Construct QM once in the __init__.py right next to your configs directory:
# myproject/__init__.py (lives next to configs/)
import myproject.configs as configs
from reqm import QuantManager
QM = QuantManager(configs)
Then every script just imports it:
import sys
from myproject import QM
model = QM.build(sys.argv[1]) # <-- only this string changes
result = model(text="Hello world")
python evaluate.py summarizer_prod
python evaluate.py summarizer_fast
python evaluate.py summarizer_experiment_v3
Runnable example
The repo includes a complete example project at examples/estimators/ that demonstrates Quant subclasses, non-Quant configurable dependencies (Filters), Hydra config composition, and multiple scripts sharing a single QM instance defined in examples/estimators/__init__.py:
# Evaluate a single estimator config
uv run python -m examples.estimators.scripts.evaluate mean_simple
# Inspect the fully resolved config YAML
uv run python -m examples.estimators.scripts.inspect_config ensemble/mean_median
# Compare multiple configs side by side
uv run python -m examples.estimators.scripts.compare mean_simple mean_outlier median_simple
# Validate all configs
uv run python -m examples.estimators.scripts.validate_configs
# Sweep all configs and rank by performance
uv run python -m examples.estimators.scripts.sweep
PyTorch integration
reqm does not depend on PyTorch, but its primary use case is config-driven model experimentation with nn.Module. The repo includes a TorchQuant bridge class that resolves the __call__ vs forward() conflict — subclass it instead of plain Quant when your model is an nn.Module:
Don't subclass TorchQuant directly for every model — create a domain base class that locks the forward signature for your use case:
from myproject.torch_quant import TorchQuant # copy from examples/
# Domain base — locks forward(self, x: Tensor) -> Tensor for all regressors
class Regressor(TorchQuant):
in_features: int
@override
@abc.abstractmethod
def forward(self, x: torch.Tensor) -> torch.Tensor: ...
@override
def dummy_inputs(self) -> list[dict]:
return [{"x": torch.randn(4, self.in_features)}]
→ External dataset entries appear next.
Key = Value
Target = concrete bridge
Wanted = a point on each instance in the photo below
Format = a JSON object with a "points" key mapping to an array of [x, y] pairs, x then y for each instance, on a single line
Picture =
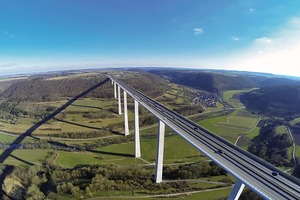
{"points": [[263, 178]]}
# Concrete model — must match the Regressor signature
class LinearRegressor(Regressor):
def __init__(self, in_features: int):
super().__init__()
self.in_features = in_features
self.linear = nn.Linear(in_features, 1)
@override
def forward(self, x: torch.Tensor) -> torch.Tensor:
return self.linear(x)
TorchQuant.forward uses @allow_any_override so domain bases can narrow freely. Once the domain base locks the signature (without @allow_any_override), all concrete models must match — enforced at class definition time, not runtime.
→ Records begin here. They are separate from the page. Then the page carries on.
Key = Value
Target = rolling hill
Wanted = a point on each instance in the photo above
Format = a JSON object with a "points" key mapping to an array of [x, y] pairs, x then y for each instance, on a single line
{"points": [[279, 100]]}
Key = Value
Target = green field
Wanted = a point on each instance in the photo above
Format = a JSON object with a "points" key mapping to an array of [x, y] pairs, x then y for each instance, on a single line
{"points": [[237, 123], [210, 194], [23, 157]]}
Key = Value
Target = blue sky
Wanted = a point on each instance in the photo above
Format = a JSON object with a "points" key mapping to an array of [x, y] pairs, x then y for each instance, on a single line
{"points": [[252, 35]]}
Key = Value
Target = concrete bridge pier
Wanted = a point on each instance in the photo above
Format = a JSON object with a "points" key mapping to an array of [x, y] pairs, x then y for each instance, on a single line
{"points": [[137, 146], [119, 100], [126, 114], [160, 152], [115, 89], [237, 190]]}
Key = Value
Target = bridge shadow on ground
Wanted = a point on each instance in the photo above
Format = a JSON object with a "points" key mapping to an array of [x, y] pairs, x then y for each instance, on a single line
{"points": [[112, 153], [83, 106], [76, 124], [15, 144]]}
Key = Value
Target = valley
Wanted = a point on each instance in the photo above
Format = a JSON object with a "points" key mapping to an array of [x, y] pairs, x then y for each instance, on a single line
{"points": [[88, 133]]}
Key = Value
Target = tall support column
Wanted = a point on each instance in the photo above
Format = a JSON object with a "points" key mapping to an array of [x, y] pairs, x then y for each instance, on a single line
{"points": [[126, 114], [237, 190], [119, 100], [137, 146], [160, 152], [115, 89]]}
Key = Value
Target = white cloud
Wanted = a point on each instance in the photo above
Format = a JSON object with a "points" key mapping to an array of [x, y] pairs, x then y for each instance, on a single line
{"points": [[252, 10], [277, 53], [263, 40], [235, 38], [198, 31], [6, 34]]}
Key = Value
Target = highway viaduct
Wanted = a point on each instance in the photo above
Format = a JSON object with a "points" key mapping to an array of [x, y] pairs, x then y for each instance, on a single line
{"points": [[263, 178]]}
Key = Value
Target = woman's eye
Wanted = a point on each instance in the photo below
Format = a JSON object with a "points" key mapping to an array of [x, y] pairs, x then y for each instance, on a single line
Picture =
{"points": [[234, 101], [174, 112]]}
See docs/torch_integration.md for the full explanation, and examples/torch_models/ for a runnable example:
uv run python -m examples.torch_models.scripts.evaluate linear_simple
uv run python -m examples.torch_models.scripts.evaluate mlp_small
uv run python -m examples.torch_models.scripts.audit
Why not just Hydra?
Hydra is framework-first. It expects to own your program's entry point. reqm is library-first — it has no opinion about your application structure and works wherever Python runs.
| Hydra | reqm | |
|---|---|---|
| Object instantiation | yes | yes |
| Config composition | yes | yes (via Hydra) |
Auditability (dummy_inputs) |
no | yes |
| Works in notebooks | limited | yes |
| CLI ceremony required | yes | no |
Name
reqm is also a nod to Rue Esquermoise, one of the oldest streets in Lille, France, dating to the 13th century. Its etymology traces to the Flemish eskelm — "frontier." A fitting name for a library that sits at the frontier between research and production.
Status
Core API implemented: Quant, QuantManager, config composition, and override support all work. See examples/estimators/ for a complete working project.